Government initiatives are bolstering the transition: the UAE Energy Plan for 2050 targets a mix of renewable, nuclear and clean energy sources and the Government aims to spend around USD160 billion to attain its goals. Saudi Arabia is also investing in becoming carbon neutral1 and wants to derive 100% of its energy consumption from renewables (including natural gas) as well as 50% of its production as part of its Vision 2030.
While both new and traditional industries in the region realise the imperative to change, every company is at a different point in their journey, but some businesses in the Middle East are leading the way.
Often, the markets and sectors that require the most financing to achieve their goals are the ones left out of green finance because they are deemed too traditional.
The Middle East’s transformations, partly driven by global initiatives to tackle climate change and greenhouse gas emissions, will be a litmus test of how well the world is set to meet broader sustainability targets. And they offer opportunities for investors willing to go along on the journey to a greener future.
Across the region, nations and companies are taking up the baton, understanding the urgency to transition2, the requirements from the international community and investors and the advantages of embracing the shift at a relatively early stage.
Investing in the future requires substantial capital, and this is evolving as the theme of transition moves up the agenda. While support and investor demand is there, there are also signs that more needs to be unlocked, with finance cited as a challenge by 80 per cent of executives in the region, in Standard Chartered’s Zeronomics survey, more than the global average of 67 per cent.
To help accelerate the transition to net zero, Standard Chartered has made a commitment to financing in its Transition Finance Imperative, to help clients transition while addressing their specific challenges.

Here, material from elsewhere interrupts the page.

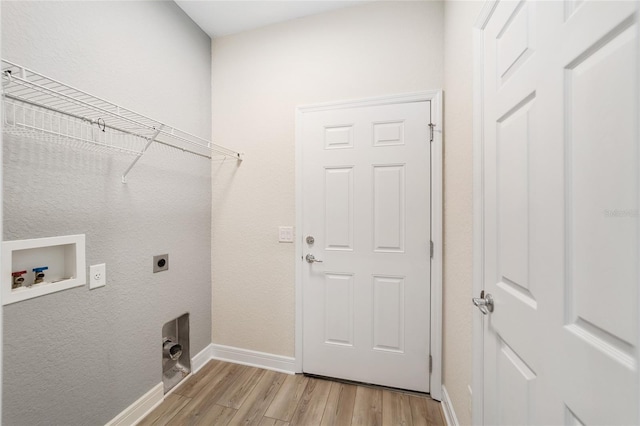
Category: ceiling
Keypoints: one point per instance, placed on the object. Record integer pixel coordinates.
(218, 18)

It acknowledges the stage that oil and gas is at, and the need to act, while also recognising that the sector remains a critical enabler of economic development and employment.
Companies linked closely to the production or use of fossil fuels have started to embrace the change, assisted by innovative green capital-raising programmes. The United Arab Emirates’ national airline Etihad sold a USD600 million sustainability-linked sukuk3 – a sharia-compliant financial instrument similar to a bond – last year through Standard Chartered, the first-ever issuance of such a security.

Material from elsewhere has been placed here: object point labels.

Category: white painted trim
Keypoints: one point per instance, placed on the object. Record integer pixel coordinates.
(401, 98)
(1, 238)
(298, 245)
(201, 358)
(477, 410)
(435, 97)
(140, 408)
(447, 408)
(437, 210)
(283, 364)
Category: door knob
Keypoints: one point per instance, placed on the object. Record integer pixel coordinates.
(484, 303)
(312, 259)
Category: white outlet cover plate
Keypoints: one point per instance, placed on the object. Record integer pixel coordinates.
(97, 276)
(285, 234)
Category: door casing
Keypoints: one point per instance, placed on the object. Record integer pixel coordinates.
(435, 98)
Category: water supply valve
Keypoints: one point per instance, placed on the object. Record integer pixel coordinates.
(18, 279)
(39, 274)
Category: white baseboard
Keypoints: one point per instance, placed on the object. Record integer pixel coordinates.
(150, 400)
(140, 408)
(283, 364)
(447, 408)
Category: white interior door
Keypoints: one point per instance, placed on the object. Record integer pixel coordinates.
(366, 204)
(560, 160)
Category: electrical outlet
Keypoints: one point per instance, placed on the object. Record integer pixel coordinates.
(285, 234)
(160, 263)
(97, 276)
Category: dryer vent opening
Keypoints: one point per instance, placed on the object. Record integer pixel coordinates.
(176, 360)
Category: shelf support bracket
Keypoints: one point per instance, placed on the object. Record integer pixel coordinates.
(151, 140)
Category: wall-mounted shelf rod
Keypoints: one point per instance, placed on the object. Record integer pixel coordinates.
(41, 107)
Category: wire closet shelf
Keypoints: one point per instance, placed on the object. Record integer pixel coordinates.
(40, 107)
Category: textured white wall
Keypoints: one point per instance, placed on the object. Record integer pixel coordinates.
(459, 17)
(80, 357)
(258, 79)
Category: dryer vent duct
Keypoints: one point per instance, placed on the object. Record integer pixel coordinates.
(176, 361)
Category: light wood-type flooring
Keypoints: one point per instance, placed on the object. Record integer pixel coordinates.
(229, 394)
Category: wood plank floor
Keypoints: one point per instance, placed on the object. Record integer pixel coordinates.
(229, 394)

An airline securing a loan hinged on a detailed international verification of its sustainability credentials and a link to the United Nations’ Sustainable Development Goals shows how far the region has come as a hub for sustainable expertise and financing.

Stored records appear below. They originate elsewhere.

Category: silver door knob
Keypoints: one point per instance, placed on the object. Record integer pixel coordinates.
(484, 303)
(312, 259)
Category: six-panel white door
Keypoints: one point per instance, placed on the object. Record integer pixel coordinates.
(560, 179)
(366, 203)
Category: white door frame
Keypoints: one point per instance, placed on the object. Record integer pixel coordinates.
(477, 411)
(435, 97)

Etihad is also the first airline in the Middle East to launch a self-funded carbon offset scheme, by signing up to the Carbon Offsetting Scheme for International Aviation (CORSIA).
For companies that are further along the pathway, momentum is gathering, with green sukuks and other instruments attracting a wall of money. Green bonds are those that are used for environmental or climate-oriented projects. The market is expanding, having already grown4 to more than USD225 billion raised in 2019, from just USD 807 million in 2007.
Recent deals in the Middle East show very strong investor demand. Saudi Arabia witnessed a green financing first with the sale by Saudi Electricity Company5 of USD1.3 billion of Islamic bonds. Underscoring the strength of investor demand for such securities, the deal’s orderbook closed at USD 4.7 billion.
Standard Chartered was part of a group of banks that came together to finance a loan agreement for around USD900 million for Dubai Waste Management Company6 to build a waste-to-energy plant in Warsan.
And sovereigns are also getting into green finance, with Egypt pulling in orders7 for nearly five times the USD750 million size of the Middle East and North Africa’s first sovereign green bond.
All this is just for starters. Across the region, solar, wind and nuclear energy projects are already underway.
But the changes aren’t just to the way companies finance their capital structures. Many have also put in place corporate8 policies and restructured their operations to meet the “G” part of the ESG equation – governance. Critical infrastructure such as port facilities are being built to the highest sustainability standards in the region. Developments in green hydrogen are also being considered as important accelerators for the region’s energy transition.
As the region prioritises energy transition, and with businesses and consumers more focused on ESG, an inclusive approach to energy policy and investment decisions is vital. This will help bring more sustainable financing from capital market investors and regional and global issuers, that can help to support the region to achieve its energy transition goals.